The Skeleton Road by Val McDermid
First published in the UK by Little, Brown in 2014; published by Atlantic Monthly Press on December 2, 2014
I tend to like Val McDermid's plots while disliking her characters. That pattern held true with The Skeleton Road, which is either a stand-alone novel or (more likely) the first in a series.
As has become common in a certain kind of crime novel, DCI Karen Pirie is quick to tell everyone that she cares about crime victims and their grieving families more than anyone else in the police, or possibly the world. Pirie is a self-righteous, judgmental, self-important bully, which makes her a realistic police detective but an annoying character.

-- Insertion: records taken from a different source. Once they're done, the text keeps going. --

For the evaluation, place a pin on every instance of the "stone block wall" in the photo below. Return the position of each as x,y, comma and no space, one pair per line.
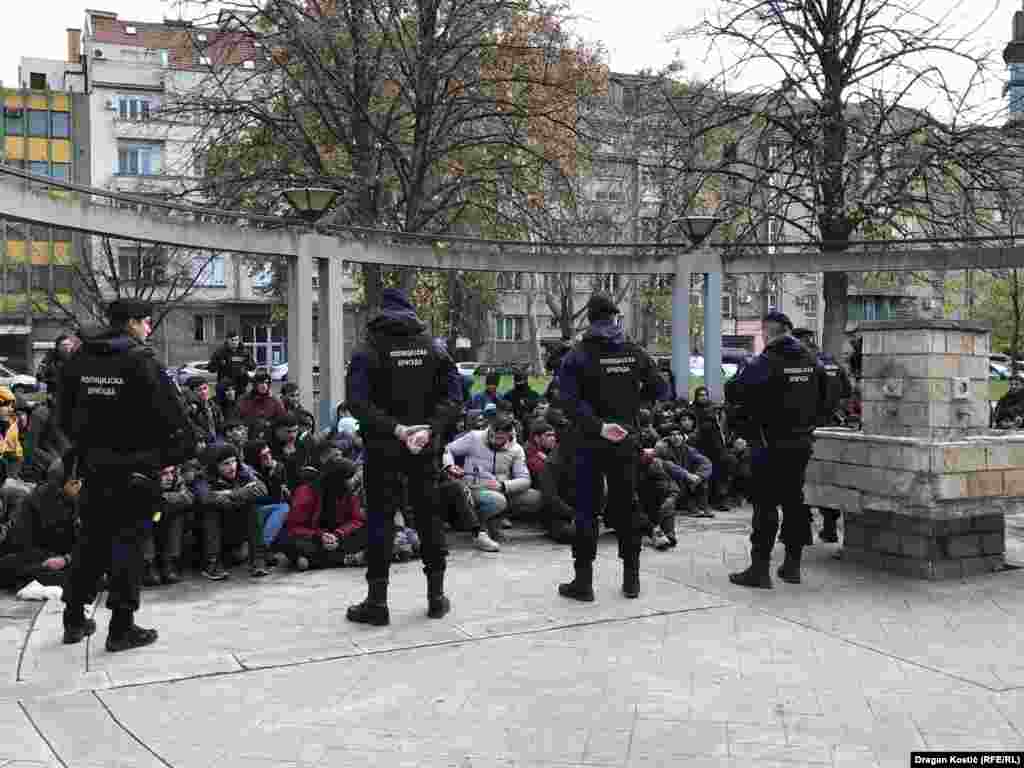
911,369
925,509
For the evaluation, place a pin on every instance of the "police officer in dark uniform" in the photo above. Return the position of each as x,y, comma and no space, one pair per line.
839,390
125,422
233,361
604,380
779,396
406,390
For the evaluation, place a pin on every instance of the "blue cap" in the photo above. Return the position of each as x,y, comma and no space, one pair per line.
776,316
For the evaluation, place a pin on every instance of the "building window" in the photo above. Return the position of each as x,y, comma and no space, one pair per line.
509,281
208,328
209,270
38,123
59,124
509,329
137,159
134,108
148,266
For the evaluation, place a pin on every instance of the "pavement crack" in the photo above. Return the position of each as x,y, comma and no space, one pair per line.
39,732
25,644
130,733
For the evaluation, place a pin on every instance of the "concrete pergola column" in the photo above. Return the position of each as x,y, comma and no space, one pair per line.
332,336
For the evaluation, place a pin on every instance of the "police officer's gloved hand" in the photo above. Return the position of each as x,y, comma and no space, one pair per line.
613,432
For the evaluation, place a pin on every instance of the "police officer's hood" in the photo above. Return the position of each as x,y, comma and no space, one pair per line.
606,331
396,316
788,346
102,341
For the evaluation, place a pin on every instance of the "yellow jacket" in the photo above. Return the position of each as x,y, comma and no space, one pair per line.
10,442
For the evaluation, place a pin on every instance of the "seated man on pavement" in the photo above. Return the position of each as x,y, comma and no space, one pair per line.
496,468
38,545
658,497
227,494
326,524
165,538
689,468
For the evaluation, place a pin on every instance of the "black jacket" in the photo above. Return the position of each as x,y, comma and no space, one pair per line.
119,409
383,392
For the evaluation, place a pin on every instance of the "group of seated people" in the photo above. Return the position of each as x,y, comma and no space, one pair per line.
269,489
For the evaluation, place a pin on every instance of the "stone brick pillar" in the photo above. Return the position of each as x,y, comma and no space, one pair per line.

Pirie is a clone of Paula McIntyre from McDermid's Tony Hill/Carol Jordan series, another character I find it difficult to stomach. Fortunately, while Pirie's personality never improves, it becomes more tolerable late in the novel as she encounters the kind of misfortune that builds sympathy for even an unsympathetic character.

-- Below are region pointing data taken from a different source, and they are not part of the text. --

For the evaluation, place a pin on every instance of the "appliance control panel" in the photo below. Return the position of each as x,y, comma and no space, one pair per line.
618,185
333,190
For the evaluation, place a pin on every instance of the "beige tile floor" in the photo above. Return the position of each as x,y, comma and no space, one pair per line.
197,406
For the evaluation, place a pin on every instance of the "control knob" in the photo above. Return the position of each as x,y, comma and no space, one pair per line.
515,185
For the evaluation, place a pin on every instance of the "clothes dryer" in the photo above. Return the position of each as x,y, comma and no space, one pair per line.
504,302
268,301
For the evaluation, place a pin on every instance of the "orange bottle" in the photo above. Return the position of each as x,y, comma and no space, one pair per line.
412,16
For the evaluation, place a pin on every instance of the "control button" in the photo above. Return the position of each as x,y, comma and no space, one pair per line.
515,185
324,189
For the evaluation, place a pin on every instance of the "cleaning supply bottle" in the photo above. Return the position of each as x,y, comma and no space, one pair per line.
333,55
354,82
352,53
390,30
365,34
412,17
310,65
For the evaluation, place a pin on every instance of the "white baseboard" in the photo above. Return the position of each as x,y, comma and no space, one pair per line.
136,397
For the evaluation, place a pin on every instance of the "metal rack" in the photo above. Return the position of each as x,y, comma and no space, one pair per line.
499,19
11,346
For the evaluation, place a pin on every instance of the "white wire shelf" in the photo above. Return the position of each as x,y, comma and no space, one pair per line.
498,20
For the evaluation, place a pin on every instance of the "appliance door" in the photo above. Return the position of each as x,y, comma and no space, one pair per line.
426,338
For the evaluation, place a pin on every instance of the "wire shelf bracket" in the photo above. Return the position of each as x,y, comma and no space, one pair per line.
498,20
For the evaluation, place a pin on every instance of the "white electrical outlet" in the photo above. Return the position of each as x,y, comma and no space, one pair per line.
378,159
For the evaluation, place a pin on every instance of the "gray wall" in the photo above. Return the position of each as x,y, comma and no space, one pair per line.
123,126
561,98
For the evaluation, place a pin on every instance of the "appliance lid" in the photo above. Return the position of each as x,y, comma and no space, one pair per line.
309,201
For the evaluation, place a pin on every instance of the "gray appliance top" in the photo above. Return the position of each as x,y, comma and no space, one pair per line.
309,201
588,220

McDermid follows the fashion trend of adding a forensic anthropologist to the story. The third woman who takes a leading role is Oxford Professor Maggie Blake, who is haunted by memories of the Balkans and is pining for Mitja Petrovic, a Croatian who disappeared from her life eight years earlier. The fourth central female character is a human rights lawyer who is Blake's best friend. In contrast to the brilliant women who carry the story, most male characters are lazy dullards, officious a-holes, or murderers.

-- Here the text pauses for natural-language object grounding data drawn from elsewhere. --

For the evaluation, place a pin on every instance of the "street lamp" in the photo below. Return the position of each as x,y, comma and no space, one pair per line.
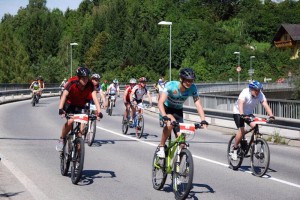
238,69
251,71
168,24
72,44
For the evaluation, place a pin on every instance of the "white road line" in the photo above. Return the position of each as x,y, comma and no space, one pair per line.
35,192
202,158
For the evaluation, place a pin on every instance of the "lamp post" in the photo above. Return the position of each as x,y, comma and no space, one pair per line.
238,69
251,70
72,44
168,24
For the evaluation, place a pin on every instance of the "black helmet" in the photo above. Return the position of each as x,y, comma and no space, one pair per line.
82,71
187,73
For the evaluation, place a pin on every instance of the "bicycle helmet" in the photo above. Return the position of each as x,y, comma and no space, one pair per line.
82,71
142,79
187,73
255,85
95,76
132,81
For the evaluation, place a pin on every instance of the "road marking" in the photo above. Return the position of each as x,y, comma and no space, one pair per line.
202,158
35,192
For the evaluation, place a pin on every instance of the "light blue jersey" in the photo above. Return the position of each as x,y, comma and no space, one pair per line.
175,97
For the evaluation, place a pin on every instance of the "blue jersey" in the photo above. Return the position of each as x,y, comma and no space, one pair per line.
175,97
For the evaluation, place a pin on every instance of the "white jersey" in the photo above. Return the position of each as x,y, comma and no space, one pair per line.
249,101
138,92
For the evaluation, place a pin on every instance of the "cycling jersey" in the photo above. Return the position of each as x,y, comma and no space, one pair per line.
175,97
139,92
249,101
76,96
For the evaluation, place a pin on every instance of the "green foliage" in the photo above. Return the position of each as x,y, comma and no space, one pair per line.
122,39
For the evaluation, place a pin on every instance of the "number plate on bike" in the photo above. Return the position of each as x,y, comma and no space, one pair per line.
187,128
81,118
258,120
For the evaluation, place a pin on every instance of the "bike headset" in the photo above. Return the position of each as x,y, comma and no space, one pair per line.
186,73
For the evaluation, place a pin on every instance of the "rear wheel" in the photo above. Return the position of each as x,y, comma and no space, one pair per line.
140,126
235,164
159,174
77,160
92,133
260,157
182,179
65,158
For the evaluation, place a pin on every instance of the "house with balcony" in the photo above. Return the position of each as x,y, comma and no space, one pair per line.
288,37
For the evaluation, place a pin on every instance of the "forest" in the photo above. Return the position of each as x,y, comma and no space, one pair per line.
122,39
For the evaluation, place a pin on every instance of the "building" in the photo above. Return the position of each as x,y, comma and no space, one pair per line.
288,36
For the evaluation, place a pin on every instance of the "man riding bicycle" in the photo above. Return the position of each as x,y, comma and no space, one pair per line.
126,98
74,98
138,92
244,106
171,101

While I wasn't fond of the characters, I enjoyed the two intersecting plotlines. The first requires Pirie to solve the mystery of a skeleton with a bullet hole in its skull, found on the roof of an abandoned building. The second involves Balkan war criminals who are being assassinated before they can be hauled into international court, leading some to suspect that there is a leak in the office that investigates and prosecutes the crimes. They also suspect that Petrovic might be the assassin. Two bumbling and bickering Foreign Office lawyers are assigned to track down the leak.
Early chapters generally alternate the development of the separate plotlines, with interludes narrated by Blake as she recalls the romance with Petrovic that began while she was teaching feminist geopolitics in Croatia. The romance (which leaves Blake "weak in the knees") is too predictable and cheesy to be interesting. On the other hand, various scenes that take place in the Balkans give McDermid the opportunity to showcase the power with which she is capable of writing.
Substantial parts of The Skeleton Road are slow moving. That doesn't bother me when a book's setting, characters, or prose capture my attention, but some stretches of the novel struck me as being dull and unnecessary. Had this been a tighter novel, I would have been a happier reader.
Despite its flaws, The Skeleton Road's plot threads eventually cohere into a strong, engaging story. Some aspects -- particularly the willingness of Police Scotland to send Pirie to Croatia in pursuit of a cold case that has generated no particular suspect -- struck me as wildly implausible, but that's common in modern thrillers. The resolution to the novel's key mystery is telegraphed early and I didn't quite believe the killer's motivation for the killings (much less the killer's ability to commit them, a detail that McDermid ignores). Still, I got caught up in the story during the final chapters and that, together with McDermid's fluid prose, is enough to earn my recommendation.